У меня есть все время в мире от жизни до жизни, чтобы делать то, что делать, делать то, что делается, делать вечные дела.
Вкус дождя - зачем в колени?
Ах, это была прекрасная ночь, теплая ночь, ночье вина, лунная ночь и ночь, чтобы обнять свою девушку, говорить, плюнуть и быть тяжелыми.
Абсолютно нет способа избежать загадков.
Но им нужно беспокоиться и предать время с подростками, ложными и в противном случае, чисто обеспокоенным и плаксивым, их души действительно не будут в мире, если они не смогут прицепить устоявшегося и доказанного беспокойства и, когда они обнаружили, что они предполагают выражения лица, чтобы соответствовать и соответствовать, и Идите с этим, что, как вы видите, несчастья, и все время все это летает мимо ими, и они это знают, и это слишком беспокоит их, без конца.
Простите всех за свои грехи и обязательно скажите им, что вы любите их, что вы делаете.
Париж - женщина, но Лондон - независимый мужчина, подталкивающий трубку в пабе.
Вы не можете научить старого маэстро новой мелодии.
Я думаю, что это все прекрасная галлюцинация, но мне это нравится.
И я умру, и ты умрешь, и мы все умрем, и даже звезды исчезают один за другим вовремя.
Человек, который позволяет возникнуть дикой страстью внутри, сам сжигает свое сердце, затем после сжигания добавляет ветер, который снова зажигает огонь, или нет, в зависимости от обстоятельств.
Мне кажется, он направляется к своей идеальной судьбе, который является навязчивым психозом, разбитым с помощью психопатической безответственности и насилия
Когда я стал старше, я стал пьяным. Почему? Потому что мне нравится экстаз ума.
Дурак, забывая все идеалы и радости, которые я знал раньше, в мои последние годы питья и разочарования, что ему волнует, если у него нет денег: ему не нужны деньги, все, что ему нужно, это его рюкзак с этими Маленькие полиэтиленовые пакеты с сухой едой и хорошую пару обуви, и он уходит и наслаждается привилегиями миллионера в такой окружающей среде.
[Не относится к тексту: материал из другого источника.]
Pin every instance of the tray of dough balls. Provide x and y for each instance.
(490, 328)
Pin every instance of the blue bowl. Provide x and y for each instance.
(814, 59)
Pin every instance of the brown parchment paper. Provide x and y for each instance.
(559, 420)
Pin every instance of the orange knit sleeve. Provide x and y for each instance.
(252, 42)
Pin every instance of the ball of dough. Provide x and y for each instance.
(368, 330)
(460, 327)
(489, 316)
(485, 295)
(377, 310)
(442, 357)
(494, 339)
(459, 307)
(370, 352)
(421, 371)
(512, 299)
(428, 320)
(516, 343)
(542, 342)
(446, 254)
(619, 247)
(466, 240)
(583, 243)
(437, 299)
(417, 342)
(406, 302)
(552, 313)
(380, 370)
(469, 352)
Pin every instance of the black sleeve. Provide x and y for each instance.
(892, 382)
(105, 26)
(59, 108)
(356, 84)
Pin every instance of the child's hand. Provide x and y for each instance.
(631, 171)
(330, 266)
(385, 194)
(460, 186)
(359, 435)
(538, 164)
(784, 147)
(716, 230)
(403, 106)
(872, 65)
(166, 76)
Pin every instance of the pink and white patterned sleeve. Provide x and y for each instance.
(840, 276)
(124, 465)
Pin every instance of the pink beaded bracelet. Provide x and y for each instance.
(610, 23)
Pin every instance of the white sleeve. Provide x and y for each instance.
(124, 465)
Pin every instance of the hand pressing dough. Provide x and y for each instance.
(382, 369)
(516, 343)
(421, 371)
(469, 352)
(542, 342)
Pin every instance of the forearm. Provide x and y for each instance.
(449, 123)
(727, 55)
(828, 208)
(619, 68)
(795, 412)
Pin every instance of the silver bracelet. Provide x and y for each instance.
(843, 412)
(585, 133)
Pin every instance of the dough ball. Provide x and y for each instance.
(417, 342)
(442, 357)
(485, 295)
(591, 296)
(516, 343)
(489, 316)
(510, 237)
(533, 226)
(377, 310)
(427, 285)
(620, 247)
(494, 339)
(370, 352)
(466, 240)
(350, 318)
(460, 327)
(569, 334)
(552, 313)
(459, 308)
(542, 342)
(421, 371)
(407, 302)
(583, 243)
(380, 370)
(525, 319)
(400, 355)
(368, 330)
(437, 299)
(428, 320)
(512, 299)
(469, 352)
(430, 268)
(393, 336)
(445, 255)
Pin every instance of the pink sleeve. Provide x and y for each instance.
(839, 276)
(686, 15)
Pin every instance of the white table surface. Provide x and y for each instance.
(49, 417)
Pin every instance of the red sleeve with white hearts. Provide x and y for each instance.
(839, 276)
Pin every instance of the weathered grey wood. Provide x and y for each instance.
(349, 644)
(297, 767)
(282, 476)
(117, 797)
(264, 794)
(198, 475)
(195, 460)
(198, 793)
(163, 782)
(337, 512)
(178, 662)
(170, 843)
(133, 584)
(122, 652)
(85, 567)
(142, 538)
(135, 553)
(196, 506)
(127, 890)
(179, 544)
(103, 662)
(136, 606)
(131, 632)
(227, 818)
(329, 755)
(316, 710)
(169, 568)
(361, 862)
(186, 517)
Джон Клеллон Холмс ... и я сидел вокруг, пытаясь придумать смысл потерянного поколения и последующего экзистенциализма, и я сказал: «Вы знаете Джон, это действительно поколение ритма»; И он вскочил и сказал: «Вот и все, верно!»
Автобус взревел. Я шел домой в октябре. Все идут домой в октябре.
Это была рукопись ночи, которую мы не могли прочитать.
Вы любите меня в декабре, как в мае?
Ночью я закрыл глаза и увидел, как мои кости, пробивая грязь моей могилы.
Поколение ударов, это было видение, которое у нас было, Джон Клеллон Холмс и меня и Аллен Гинзберг еще в конце сорока, в поколении сумасшедших, освещенных хипстеров, внезапно поднимающихся и бродив в Америке, серьезно, потерпели себя Повсюду автостопом, рваная, блаженная, красивая в уродливом изящном новом.
Все хорошо, практикуйте доброту, небеса близко.
Это не написать, это способ, которым Атча это пишет.
Солнце падает долго и красным. Все волшебные имена долины развернулись - Мантека, Мадера, все остальные. Вскоре он получил сумерки, сумерки, фиолетовый сумерки над мандариновыми рощами и длинные дыни; Солнце - цвет прижатого винограда, зарезанного бордовым красным, поля - цвет любви и испанских загадок. Я вытащил голову в окно и глубоко вздохнул с хрупким воздухом. Это был самый красивый из всех моментов.
Кошки зевают, потому что они понимают, что делать нечего.
Мы согласились любить друг друга безумно.